O projeto prevê que o relator do recurso no STJ suspenda por seis meses, total ou parcialmente, todos os processos pendentes sobre o assunto em questão para o qual foi apresentado recurso, sejam individuais ou coletivos. Se necessárias audiências públicas ou participação de terceiros, a suspensão pode ser prorrogada por igual período uma única vez.
O filtro de relevância tem esse nome porque o interessado em que o STJ analise o caso, na forma de um recurso contra decisão desfavorável na 2ª instância, deve fundamentar o recurso demonstrando haver impacto relevante do ponto de vista social, econômico, político ou jurídico que ultrapasse o interesse subjetivo das partes envolvidas.
Esse tipo de recurso apresentável ao STJ se refere às causas de direito federal infraconstitucional, já que cabe ao Supremo Tribunal Federal (STF) os temas constitucionais.

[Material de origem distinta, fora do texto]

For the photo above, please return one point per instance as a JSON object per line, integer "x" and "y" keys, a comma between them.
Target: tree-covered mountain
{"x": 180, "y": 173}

A inexistência de relevância no tema objeto do recurso deverá ser assim considerada por 2/3 dos membros do órgão competente para o julgamento. No STJ, esse órgão competente é a turma, em número de seis, compostas por cinco ministros.
Números do semestre
No total, a Câmara dos Deputados aprovou em Plenário, no primeiro semestre de 2026: 118 projetos de lei, 9 projetos de lei complementar, 20 medidas provisórias, 12 projetos de decreto legislativo, 5 projetos de resolução e 4 propostas de emenda à Constituição.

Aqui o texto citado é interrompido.